O balizamento da legalidade em face da eficiência não é consenso na doutrina [27], que entende, em maioria, que a eficiência deve ser continuamente perseguida pela Administração Pública, sem ser possível dissociá-la da observância aos demais princípios norteadores da atividade administrativa [28].
Neste mesmo sentido coloca-se Alinie da Matta Moreira [29]:
O princípio da eficiência deve ser empregado como meio de atingir a excelência na aplicação dos demais princípios da Administração Pública. Assim, em conjunto com o princípio da legalidade, ícone do Estado Democrático de Direito, pressupõe que a Administração Pública empregue seus melhores esforços para atuando em conformidade com os ditames legais, alcançar os resultados esperados a partir das funções públicas que lhe foram atribuídas.
E também Vladimir Rocha França, para quem "somente há o respeito e a observância do princípio da eficiência administrativa quando o administrador respeita o ordenamento jurídico, mesmo diante de finalidade legal efetivamente atingida" [30].

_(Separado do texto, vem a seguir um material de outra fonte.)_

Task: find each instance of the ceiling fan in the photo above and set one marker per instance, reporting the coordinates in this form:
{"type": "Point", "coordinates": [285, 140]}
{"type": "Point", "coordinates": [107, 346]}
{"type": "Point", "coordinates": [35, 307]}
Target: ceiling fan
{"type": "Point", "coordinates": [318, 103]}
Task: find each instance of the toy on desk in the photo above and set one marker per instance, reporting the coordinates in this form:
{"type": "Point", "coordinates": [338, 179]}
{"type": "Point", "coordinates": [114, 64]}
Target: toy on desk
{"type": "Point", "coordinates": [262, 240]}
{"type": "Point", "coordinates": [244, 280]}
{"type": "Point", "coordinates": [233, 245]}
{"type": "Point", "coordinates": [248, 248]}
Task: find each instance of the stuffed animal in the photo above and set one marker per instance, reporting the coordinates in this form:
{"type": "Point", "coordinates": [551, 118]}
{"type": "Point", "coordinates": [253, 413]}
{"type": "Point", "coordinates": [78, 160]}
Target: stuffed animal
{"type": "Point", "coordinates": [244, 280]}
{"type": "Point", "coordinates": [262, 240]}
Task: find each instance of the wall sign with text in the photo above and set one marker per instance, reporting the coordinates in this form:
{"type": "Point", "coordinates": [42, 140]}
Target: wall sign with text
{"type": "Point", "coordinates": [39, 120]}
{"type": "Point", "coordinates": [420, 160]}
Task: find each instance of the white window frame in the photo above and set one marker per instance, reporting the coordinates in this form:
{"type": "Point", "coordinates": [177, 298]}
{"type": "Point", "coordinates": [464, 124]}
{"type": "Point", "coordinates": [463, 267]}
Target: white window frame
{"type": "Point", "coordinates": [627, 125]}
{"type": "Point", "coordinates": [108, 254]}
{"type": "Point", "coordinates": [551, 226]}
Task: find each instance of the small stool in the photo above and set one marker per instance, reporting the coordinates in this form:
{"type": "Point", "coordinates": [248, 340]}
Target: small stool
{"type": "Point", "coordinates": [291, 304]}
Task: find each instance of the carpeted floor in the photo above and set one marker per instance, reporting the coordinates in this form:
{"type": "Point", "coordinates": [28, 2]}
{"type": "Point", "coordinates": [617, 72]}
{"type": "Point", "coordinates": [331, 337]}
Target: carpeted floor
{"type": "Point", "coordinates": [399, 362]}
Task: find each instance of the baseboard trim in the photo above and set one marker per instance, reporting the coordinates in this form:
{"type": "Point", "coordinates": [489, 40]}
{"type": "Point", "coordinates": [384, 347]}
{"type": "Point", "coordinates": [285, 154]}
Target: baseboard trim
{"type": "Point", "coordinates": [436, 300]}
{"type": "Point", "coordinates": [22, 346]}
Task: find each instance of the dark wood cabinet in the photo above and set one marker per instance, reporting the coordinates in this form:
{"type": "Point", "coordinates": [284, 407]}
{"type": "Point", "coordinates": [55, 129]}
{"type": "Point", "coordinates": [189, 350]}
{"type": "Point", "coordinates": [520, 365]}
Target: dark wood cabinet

Parece-nos que a proposta apresentada pelo eminente professor Alexandre Aragão coaduna-se melhor ao contexto de administração gerencial, sob pena de nunca ser possível o rompimento com o modelo de administração burocrática e ineficiente ao qual estamos acostumados. É esta a ótica que se propõe às administrações municipais: a utilização de critérios eficientes e econômicos na escolha de políticas públicas e no cotidiano da atividade administrativa.